Friday, December 23, 2011

Year 1, Day 357: 1 Kings 16

From Jeroboam to Ahaz

In 1 Kings 16 we get to move from Jereboam to Ahab with respect to Israel.  Ahab is a serious king – perhaps there is more written about Ahab’s reign than any other king of the northern kingdom of Israel.  Of course, it is during Ahab’s reign that we have all of the tremendous stories of Elijah – whom the Hebrew people consider the prophet par excellence.  But before we get to Ahab, let’s summarize what is happening.

In the southern kingdom (Judah) we have Asa reigning and as we spoke yesterday, doing a very good job at it.  He is slowly purging the land and trying to bring the people back to God, although we do know that it will be short-lived.  Things are slowly migrating back to a positive direction in Judah.

In the north (Israel), things are going the opposite.  We slip through nearly a half of a dozen kings.  We have idolatry.  We have political assassinations.  We have political coups.  These people are far from God and the Israelites are looking more like the world each and every day.  It is sad, but these are God’s people who are doing this to themselves.

Eventually, we end up with Ahab on the throne.  Jezebel – yes, we have that word in English because of this woman – is brought in to be Ahab’s wife.  Together they take God’s people and encourage the worship of idols and foreign gods.  Together they will willfully and willingly drag the Israelites away from God.

I think it is important to see this comparison because it is a pattern that we see all the time in life.  When one person begins to get their life in order, quite often the people around them go the opposite way.  I can’t tell you how many times I have see a spouse come to greater faith and almost immediately the other spouse begins a time of serious rebellion.  I can’t tell you how many times as a youth leader that I’ve seen one of my youth really start to branch out and grow closer to God and then before too long one or two different youth in the youth group start to seriously backslide.  How many times in a family does one child begin to pull it together and grow only to have a sibling begin to fall apart?  This pattern we see with respect to Judah and Israel happens all the time in real life!

The question that it raises for me is: why?  I think the answer is subconsciously religious.  In order to “get right with God” one must change one’s perspective, see themselves as a sinner, repent of their sin, and then begin to change how they structure their life.  It is hard work, but eventually the hard work begins to pay off.  At this point, the people around the person who has repented begin to notice changes.  Some people immediately rebel against the repentant changes out of spite.  Others might be encouraged to try to change themselves but get frustrated by how hard it is.  Whatever the reason, people often resent someone who actually manages to get their life back on track because it brings an illustration of how the rest of the people haven’t done so.  Rather than being inspired to do the same in our life, we tend to resent the other person “showing us up.”

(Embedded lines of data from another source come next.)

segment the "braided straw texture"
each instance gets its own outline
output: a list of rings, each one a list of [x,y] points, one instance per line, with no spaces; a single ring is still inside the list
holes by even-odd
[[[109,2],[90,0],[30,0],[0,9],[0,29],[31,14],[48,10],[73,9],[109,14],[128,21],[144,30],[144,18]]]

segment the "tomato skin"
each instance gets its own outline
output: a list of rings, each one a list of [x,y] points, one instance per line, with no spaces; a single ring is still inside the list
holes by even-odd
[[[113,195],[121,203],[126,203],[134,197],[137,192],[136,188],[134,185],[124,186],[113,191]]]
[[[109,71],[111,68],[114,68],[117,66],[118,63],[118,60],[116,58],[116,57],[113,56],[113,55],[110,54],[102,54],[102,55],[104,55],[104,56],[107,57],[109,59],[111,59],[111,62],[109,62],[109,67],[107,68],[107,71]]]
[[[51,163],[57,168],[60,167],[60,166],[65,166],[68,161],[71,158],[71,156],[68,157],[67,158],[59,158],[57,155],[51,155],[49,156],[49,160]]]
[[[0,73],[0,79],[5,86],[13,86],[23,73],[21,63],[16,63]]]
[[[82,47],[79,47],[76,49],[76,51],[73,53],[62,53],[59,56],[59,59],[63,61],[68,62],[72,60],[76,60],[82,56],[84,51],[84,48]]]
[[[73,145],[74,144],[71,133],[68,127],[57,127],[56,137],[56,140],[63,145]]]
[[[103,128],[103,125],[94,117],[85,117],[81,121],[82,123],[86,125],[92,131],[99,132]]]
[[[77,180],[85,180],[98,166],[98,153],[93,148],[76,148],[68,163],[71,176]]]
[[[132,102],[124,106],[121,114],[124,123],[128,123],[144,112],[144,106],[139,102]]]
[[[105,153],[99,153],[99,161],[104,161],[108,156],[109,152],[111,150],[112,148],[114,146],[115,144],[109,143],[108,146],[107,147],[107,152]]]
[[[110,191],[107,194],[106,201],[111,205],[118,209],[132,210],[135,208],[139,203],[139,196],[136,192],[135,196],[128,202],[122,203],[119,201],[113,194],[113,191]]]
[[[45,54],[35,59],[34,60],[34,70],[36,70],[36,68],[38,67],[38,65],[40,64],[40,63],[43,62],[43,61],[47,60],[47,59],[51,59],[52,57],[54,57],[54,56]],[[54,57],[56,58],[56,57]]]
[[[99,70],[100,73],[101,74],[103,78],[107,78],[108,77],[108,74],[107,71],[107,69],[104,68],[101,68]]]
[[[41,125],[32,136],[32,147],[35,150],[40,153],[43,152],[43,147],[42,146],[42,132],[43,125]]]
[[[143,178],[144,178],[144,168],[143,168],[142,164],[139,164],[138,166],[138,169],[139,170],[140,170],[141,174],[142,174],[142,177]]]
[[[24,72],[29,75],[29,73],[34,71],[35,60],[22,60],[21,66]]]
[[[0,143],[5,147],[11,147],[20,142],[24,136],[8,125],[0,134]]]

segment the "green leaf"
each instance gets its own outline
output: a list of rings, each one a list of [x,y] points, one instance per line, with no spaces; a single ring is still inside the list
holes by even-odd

I think this is the dynamic at work.  Asa begins to reform the southern kingdom and things start to look up.  The kings in the north don’t want to be shown up but they also don’t have the inner fortitude to do what it takes to come back to God humbly.  So they try to compete using their own ways and end up in things like political assassination and coups.  They end up falling away from God even farther and faster because they don’t have what it takes to do it the right way – God’s way.  The lesson learned in this is that we can’t shortcut the path to God.  We must come to God through humble contrition – repentance before change.

Provoking the Lord

I’ve spoken in very general terms about the decline listed in this chapter, and I’d like to spend the rest of my space talking about a single verse: “Ahab did more to provoke the Lord, the God of Israel, to anger than all the kings of Israel who were before him.”  (ESV, 1 Kings 16:33)  Can you imagine having that as your epitaph?  Let this stand in sharp contrast to what was said yesterday about Asa!

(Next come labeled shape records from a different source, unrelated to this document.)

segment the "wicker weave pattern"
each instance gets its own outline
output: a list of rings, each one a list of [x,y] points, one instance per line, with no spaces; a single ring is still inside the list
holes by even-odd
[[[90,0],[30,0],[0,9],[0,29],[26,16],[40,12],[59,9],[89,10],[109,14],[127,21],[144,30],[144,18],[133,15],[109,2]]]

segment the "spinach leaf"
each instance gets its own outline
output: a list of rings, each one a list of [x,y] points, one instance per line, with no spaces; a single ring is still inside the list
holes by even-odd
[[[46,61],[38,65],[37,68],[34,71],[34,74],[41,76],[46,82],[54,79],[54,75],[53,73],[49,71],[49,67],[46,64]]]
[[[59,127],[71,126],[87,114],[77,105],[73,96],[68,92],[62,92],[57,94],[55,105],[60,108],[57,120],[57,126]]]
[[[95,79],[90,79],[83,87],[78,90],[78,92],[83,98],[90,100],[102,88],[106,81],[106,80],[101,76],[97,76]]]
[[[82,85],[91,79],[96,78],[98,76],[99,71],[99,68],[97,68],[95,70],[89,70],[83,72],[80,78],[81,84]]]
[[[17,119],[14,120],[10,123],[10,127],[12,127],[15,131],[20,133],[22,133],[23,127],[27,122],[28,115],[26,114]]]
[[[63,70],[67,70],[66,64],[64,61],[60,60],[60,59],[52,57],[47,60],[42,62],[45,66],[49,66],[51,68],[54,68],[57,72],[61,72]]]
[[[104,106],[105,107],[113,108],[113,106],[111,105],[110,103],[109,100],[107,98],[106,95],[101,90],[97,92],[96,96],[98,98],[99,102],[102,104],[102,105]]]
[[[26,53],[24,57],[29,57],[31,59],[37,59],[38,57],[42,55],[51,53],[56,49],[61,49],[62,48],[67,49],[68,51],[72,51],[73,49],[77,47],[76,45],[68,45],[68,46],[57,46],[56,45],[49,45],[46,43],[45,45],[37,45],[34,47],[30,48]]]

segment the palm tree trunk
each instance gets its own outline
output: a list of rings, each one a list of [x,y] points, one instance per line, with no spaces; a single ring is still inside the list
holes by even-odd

It is with this sentence that we truly are prepared for the coming chapters.  God’s people have fallen into great sin.  God’s people have descended into horrific peril.  How does God respond?  He doesn’t force anything on them.  He sends them … wait for it … Elijah.  He gives them a prophet (well, several prophets, but Elijah is the one remembered).  It is in our greatest times of peril that God sends us prophets to lead us. 

The question is, do we heed their words and listen? 

Or do we ignore their words and run headlong into our sin? 

Rest assured.  The timing of Elijah’s coming combined with the “epitaph of Ahab” is no coincidence.  It is God at work.  The only thing that can bring a rebellious people back is the bold and fierce proclamation of God’s Word.